Allontanandoci geograficamente troviamo la Boswellia resinosa. Usata dalla medicina cinese e dalla tradizione ayurvedica, nell’aspetto è simile a grani di incenso. È originaria di India e Cina, e cura la colite ulcerosa ma anche artrosi, reumatismi e dolori muscolari. Abbiamo poi il commestibile Carciofo, pianta nota a Egizi ed Ebrei, il Boldo originario del Cile e Sudamerica, (secondo la leggenda i pastori andini si accorsero del suo potere digestivo osservando le capre), e la potente Achillea che oltre a essere una pianta digestiva curò le ferite dell’eroe greco Achille.
Come si evince quasi tutte le piante medicinali hanno indicazioni multiple: grazie alla ricchezza del loro fitocomplesso una stessa pianta può curare disturbi molto diversi.
Come per Angelica sylvestris L, della famiglia delle Ombrellifere, chiamata anche erba degli angeli o erba dello spirito santo. Molto usata nella medicina popolare per i disturbi gastrointestinali, ha pure ottime proprietà analgesiche e antinfiammatorie. È in grado di stimolare i succhi gastrici e il transito intestinale, favorendo la produzione della bile.

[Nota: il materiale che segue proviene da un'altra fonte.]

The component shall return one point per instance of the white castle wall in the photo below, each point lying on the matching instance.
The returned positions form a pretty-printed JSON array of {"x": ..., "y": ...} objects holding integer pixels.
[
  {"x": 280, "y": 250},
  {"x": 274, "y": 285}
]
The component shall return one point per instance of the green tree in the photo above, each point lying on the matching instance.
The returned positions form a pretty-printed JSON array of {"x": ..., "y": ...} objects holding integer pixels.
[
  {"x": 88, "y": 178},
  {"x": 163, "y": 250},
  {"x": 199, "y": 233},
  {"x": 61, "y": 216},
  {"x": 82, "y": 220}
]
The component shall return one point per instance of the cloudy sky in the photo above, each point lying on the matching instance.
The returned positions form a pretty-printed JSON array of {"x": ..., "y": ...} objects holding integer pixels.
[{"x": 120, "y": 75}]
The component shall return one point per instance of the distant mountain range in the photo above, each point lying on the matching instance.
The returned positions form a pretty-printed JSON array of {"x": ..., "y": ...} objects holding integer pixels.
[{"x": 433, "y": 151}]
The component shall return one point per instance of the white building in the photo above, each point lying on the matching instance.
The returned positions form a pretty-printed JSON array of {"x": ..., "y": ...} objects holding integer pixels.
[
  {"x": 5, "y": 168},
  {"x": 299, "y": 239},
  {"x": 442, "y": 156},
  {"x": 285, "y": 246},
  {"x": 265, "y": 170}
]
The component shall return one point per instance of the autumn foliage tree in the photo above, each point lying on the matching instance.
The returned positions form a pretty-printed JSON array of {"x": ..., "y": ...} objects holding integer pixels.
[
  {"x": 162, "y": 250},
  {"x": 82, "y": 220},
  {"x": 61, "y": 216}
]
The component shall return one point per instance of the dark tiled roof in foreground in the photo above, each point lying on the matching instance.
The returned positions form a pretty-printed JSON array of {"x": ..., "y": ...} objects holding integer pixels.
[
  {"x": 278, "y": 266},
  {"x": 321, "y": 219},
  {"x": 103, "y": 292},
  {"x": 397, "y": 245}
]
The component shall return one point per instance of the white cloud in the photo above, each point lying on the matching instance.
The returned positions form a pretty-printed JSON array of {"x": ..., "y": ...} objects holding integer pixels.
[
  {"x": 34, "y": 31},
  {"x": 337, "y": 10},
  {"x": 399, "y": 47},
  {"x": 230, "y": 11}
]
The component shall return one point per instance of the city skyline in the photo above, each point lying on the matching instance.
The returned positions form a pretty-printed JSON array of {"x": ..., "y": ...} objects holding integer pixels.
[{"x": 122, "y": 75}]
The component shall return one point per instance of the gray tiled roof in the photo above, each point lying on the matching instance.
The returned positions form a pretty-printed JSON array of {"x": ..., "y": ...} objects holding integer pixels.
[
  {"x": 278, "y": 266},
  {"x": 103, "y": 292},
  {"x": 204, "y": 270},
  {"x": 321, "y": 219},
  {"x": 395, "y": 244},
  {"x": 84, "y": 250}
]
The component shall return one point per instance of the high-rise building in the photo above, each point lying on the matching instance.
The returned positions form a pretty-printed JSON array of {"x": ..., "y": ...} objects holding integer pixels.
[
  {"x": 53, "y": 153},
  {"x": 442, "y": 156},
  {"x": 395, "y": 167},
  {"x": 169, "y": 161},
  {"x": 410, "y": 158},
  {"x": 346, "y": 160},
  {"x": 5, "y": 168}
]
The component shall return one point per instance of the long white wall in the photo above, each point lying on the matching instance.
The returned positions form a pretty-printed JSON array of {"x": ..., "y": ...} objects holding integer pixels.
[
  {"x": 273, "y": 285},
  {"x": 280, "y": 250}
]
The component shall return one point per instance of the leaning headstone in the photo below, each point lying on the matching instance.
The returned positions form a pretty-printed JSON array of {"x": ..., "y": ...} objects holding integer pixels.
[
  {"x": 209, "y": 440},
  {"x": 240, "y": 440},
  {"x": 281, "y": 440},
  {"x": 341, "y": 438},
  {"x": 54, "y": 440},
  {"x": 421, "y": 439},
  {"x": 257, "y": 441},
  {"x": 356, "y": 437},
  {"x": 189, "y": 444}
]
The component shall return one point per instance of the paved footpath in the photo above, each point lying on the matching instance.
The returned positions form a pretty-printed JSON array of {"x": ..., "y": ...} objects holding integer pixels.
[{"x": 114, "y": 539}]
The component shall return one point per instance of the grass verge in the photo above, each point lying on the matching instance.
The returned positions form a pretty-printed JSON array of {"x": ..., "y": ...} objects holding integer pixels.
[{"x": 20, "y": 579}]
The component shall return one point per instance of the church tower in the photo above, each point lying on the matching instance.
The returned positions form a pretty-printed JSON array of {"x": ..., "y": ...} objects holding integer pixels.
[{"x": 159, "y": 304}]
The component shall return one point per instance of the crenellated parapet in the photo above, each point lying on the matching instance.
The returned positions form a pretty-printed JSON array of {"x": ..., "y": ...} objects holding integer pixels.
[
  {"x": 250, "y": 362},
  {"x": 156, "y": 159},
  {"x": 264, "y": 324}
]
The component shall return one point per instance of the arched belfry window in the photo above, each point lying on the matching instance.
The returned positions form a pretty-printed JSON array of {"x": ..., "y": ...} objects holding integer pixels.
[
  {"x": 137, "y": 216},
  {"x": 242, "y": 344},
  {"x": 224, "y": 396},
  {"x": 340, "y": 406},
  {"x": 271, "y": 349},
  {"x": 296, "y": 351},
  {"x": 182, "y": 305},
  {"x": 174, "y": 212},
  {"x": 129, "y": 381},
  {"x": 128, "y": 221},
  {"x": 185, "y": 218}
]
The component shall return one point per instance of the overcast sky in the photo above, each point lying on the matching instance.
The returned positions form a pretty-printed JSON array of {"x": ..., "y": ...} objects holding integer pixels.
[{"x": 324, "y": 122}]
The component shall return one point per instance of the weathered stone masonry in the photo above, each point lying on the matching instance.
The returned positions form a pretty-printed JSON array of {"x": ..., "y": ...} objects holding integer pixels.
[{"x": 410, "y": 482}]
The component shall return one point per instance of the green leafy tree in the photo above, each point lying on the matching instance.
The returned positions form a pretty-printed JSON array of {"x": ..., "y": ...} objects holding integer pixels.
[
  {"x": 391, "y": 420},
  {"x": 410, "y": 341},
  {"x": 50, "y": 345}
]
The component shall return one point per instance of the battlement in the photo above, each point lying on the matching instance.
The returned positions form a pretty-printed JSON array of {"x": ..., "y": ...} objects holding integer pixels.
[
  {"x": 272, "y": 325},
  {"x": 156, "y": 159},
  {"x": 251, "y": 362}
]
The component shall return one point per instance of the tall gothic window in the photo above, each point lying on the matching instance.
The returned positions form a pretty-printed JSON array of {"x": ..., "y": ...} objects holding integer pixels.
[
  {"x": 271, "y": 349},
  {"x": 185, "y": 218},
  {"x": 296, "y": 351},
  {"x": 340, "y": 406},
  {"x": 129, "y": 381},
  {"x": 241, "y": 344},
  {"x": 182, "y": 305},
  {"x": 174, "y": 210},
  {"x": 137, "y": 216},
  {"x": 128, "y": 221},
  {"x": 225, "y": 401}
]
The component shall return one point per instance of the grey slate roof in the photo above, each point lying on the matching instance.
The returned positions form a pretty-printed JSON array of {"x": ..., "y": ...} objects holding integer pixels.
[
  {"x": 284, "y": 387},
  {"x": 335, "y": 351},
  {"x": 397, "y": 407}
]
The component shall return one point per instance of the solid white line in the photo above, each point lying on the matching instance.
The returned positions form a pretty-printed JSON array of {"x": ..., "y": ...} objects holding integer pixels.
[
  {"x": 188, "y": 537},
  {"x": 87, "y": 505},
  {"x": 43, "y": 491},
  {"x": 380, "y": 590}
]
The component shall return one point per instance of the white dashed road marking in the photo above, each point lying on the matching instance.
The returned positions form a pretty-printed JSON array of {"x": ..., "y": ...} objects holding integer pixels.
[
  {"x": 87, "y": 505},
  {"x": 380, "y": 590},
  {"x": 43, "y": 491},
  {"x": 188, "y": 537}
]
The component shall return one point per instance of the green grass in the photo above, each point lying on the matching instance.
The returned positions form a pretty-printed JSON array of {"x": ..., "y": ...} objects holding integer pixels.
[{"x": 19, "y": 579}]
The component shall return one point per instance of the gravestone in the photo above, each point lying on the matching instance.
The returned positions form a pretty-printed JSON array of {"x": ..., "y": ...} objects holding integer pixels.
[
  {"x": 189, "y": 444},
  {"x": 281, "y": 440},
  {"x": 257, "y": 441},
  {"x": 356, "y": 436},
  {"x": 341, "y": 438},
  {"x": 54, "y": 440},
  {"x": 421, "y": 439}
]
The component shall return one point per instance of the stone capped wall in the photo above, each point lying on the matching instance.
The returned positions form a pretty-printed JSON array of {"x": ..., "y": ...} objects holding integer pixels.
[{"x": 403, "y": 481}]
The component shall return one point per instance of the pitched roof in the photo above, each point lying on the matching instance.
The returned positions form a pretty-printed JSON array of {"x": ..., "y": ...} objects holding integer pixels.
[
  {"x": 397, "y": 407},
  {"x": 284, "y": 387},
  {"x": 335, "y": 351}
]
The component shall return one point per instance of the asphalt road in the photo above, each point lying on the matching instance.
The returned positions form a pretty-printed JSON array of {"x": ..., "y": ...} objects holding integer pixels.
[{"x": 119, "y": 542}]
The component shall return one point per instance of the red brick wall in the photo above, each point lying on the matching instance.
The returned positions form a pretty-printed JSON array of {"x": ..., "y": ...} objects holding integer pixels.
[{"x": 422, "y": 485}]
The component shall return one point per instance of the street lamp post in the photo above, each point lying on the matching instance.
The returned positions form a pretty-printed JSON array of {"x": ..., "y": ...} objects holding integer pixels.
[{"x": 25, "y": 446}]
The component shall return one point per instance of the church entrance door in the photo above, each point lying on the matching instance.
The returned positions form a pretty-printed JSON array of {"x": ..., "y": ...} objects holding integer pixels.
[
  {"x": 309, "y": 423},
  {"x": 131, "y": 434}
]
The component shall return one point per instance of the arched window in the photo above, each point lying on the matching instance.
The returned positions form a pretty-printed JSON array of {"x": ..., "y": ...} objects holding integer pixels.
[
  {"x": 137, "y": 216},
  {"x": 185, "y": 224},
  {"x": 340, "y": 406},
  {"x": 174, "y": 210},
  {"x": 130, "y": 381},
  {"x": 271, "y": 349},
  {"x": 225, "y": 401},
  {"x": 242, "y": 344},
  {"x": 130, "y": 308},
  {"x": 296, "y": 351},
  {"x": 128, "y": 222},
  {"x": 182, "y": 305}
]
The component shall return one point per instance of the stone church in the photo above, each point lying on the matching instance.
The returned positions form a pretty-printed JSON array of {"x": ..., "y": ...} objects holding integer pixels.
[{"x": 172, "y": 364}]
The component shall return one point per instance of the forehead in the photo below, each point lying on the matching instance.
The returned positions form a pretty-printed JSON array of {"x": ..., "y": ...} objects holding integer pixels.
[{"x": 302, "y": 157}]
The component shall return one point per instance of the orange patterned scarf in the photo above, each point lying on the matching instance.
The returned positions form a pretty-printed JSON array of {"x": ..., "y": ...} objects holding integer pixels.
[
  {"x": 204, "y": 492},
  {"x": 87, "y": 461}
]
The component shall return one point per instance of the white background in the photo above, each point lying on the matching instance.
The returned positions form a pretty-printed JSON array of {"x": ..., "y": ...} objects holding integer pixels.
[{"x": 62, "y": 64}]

Dell’erba degli angeli si utilizzano le radici, i frutti e i semi; ha fusti eretti verde violaceo e fiori giallo verdastri riuniti in ombrelli. Amata dalle api per il suo aroma simile alla liquirizia, cresce nei boschi umidi fino a 1600 m/sm; non si trova facilmente e viene coltivata. Racconta una leggenda nordica che venne donata agli uomini dall’Arcangelo Raffaele (in ebraico, angelo della guarigione) che ne suggerì l’uso a un frate che incessantemente pregava per gli abitanti del suo paese colpito dalla peste; secondo altri testi a donarla fu il bellissimo Arcangelo Michele, comandante supremo delle schiere angeliche. Angelica sylvestris L fiorisce proprio nel periodo in cui negli antichi calendari ricorre la sua festa.
Per i sacerdoti Druidi era una pianta sacra alla luna, come il vischio lo era al sole. Nel Medio Evo era un rimedio per la febbre, consigliato in Herbora sempliciorum, il prontuario dove Ildegarda di Bingen elencava le erbe da coltivare nei conventi. I monaci benedettini la utilizzavano per medicinali e liquori e la mettevano nel famoso liquore Chartreuse.
Si racconta che sarebbe addirittura afrodisiaco un semplice liquore di Angelica ottenuto con gli steli delle piante posti in acquavite e mescolati con acqua e zucchero; come rimedio contro l’impotenza maschile si tramandava invece la ricetta del «Vino tonico» per ottenere il quale basta macerare per una settimana in un litro di vino rosso 30 grammi di radice di Angelica e 20 grammi di radice di Genziana (bere un bicchierino prima dei pasti).